One California student, Elvia Esquer, is a mother of two college-age children who has worked as a medical coder for 22 years near her home in San Diego. She is going to a community college, San Diego Mesa College, to get her bachelor’s in health information management. 


     Perhaps I’m just picking on the Ohio CC, as it’s clear other community colleges are offering 4 year programs on topics more advanced than what an interested hobbyist can learn in an afternoon.

      Now, universities aren’t happy at all with this muscling in on their territory, but listening to their shrill protestations really highlights what higher education today is all about:

“We live in a state with limited resources for higher education,” Youngstown State’s provost, Martin Abraham, said. “We’re continuously cutting back — not increasing funding — for higher ed. It doesn’t make a lot of sense to set up a competing system for the same set of funds.”

--hey, at least his title isn’t twice as long as his name, that’s quite the rarity.


      Wow, they’re continuously cutting back? How did student loan debt get to over 1.5 trillion dollars, then? Why is tuition perpetually rising? Why does nobody else ask these questions when this Provost spouts these talking points?

“There’s a reason the tuition structure is different at a four-year university versus a two-year university,” Abraham said. For example, he said, Youngstown State’s career fair attracts 70 companies to campus every year...

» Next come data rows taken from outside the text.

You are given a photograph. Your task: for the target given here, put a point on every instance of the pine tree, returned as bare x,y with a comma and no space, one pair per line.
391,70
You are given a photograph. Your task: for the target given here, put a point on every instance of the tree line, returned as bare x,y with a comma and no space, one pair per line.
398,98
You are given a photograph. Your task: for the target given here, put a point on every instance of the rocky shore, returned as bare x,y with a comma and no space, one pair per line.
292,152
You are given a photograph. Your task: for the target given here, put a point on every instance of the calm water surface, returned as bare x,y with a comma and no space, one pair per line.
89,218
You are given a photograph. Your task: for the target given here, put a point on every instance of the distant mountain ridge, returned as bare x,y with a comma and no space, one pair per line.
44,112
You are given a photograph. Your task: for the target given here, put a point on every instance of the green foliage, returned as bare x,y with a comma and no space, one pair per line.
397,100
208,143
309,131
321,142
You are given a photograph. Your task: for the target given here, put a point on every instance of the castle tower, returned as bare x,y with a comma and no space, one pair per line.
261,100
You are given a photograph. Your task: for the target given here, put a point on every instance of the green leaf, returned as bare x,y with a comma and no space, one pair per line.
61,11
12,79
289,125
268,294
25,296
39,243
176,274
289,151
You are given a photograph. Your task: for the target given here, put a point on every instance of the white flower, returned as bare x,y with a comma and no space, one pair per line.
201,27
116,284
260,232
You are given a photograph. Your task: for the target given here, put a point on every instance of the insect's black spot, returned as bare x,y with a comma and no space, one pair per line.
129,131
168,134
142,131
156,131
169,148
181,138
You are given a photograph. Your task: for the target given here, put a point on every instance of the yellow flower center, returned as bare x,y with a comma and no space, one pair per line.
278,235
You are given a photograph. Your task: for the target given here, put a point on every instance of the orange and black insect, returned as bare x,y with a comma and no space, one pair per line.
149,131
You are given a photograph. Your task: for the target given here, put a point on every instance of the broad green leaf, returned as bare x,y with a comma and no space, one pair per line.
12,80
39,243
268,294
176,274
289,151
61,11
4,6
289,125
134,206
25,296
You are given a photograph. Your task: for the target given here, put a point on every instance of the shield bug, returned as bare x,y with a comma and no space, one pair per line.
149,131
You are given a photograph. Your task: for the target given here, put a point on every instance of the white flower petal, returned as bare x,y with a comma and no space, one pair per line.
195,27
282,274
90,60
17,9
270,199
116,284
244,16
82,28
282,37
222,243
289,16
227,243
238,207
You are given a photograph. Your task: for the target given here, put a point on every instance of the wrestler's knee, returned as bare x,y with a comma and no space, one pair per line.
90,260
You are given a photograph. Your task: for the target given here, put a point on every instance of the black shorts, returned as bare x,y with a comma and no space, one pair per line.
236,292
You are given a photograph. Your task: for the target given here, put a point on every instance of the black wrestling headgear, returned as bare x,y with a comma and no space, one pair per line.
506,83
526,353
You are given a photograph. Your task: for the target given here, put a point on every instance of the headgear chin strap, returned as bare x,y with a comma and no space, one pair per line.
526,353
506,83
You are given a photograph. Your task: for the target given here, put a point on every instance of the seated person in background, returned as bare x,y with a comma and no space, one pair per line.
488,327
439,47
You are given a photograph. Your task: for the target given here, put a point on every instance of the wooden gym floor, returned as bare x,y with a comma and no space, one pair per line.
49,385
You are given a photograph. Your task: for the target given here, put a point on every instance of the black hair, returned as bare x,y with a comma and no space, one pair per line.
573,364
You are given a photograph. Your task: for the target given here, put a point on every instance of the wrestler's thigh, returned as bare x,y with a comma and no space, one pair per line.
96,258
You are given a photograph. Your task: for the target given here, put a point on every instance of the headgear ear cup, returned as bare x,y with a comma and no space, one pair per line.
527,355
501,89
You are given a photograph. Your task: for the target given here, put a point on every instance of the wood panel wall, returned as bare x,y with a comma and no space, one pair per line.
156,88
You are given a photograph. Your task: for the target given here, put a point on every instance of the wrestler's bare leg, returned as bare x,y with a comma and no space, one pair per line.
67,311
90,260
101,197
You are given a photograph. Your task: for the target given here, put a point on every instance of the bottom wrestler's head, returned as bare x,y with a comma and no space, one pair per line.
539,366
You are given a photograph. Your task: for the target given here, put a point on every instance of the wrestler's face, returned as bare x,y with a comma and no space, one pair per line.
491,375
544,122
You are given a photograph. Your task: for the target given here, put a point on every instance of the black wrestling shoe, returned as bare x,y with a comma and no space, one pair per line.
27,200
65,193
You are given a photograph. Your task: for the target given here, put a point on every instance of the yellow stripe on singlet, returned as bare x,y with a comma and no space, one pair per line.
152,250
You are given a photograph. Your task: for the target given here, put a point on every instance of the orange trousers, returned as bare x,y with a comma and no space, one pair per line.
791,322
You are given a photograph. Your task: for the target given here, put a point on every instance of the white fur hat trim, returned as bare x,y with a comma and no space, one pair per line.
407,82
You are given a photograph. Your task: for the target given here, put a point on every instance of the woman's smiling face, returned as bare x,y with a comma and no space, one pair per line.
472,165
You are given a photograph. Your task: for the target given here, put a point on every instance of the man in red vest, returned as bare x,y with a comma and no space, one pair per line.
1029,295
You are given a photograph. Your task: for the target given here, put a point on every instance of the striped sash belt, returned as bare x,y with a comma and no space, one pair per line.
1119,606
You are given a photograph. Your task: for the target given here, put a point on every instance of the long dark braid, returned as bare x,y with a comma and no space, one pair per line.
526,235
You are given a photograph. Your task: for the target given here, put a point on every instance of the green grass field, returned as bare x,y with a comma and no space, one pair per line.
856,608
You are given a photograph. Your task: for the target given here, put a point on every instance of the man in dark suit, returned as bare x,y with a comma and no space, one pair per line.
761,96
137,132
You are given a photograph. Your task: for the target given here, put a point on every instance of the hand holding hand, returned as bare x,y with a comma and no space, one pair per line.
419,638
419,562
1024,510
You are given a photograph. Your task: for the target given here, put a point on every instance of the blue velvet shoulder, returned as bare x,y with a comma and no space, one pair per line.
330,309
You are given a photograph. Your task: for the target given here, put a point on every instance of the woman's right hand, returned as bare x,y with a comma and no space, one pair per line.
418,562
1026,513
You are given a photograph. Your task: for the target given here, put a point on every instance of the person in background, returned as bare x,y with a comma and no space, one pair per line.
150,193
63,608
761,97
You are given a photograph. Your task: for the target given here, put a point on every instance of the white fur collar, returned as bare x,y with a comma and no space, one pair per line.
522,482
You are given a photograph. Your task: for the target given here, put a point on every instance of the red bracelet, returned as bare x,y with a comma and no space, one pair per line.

      Aren’t the schools in the same state supposed to be on the same team, with a shared mission of educating the state’s citizens to create a more powerful state? That’s what they say, but it’s clear the provost doesn’t believe any of this, instead he sees a problem with an upstart competitor who can offer the same product for much less.

      If this supposed educator was really on a mission to help people in his state, he’d invite the community college graduates to the job fair as well, right? The state schools really are on the same team and should help each other out, and providing employers with more candidates would be a plus as well. But the provost sees none of this, and only fears a competitor endangering his (overpriced) monopoly.

      I assure the gentle reader, this provost isn’t the only admin in higher ed so incompetent he has no idea what his job actually is.

      He continues his display of total confusion:

 “That’s economy of scale. It drives up the cost of our education,…


      (pause for laughter)

      I can’t make this stuff up. Our leaders in higher education honestly think “economy of scale” means the price per unit should go higher as you increase in size. This is the kind of idiocy you learn when you get an administrative Ph.D.

     To illustrate my point that this provost isn’t alone in his total confusion, the article quotes another utterly clueless leader:

And C. Todd Jones, president and general counsel of the Association of Independent Colleges and Universities of Ohio, said the argument that baccalaureate degrees are unaffordable is a “red herring.”

"Financial assistance makes degrees affordable, particularly for low-income individuals in our state," he said. There's no reason in terms of costs for creating a community college baccalaureate degree, he said.


     How do you even find someone this ignorant to be president of an administrative association? Seriously, anyone with even vague knowledge of higher ed knows student loan debt is insane right now, that “financial assistance” is mostly a trap into perpetual debt servitude, especially for low income individuals.

      This dude actually thinks there’s “no reason in terms of costs”? Again, I couldn’t imagine this level of stupidity if I tried. If community colleges can offer the same thing for half the price, this in and of itself is a reason. What’s *wrong* with our system that it chooses leaders who can’t understand this basic idea?

      The gentle reader should keep this in mind when he sees another tuition increase, because our education system really is ruled by people who think “we’re bigger, so it’s economical to cost more” and “customers see no benefit to having a lower price.”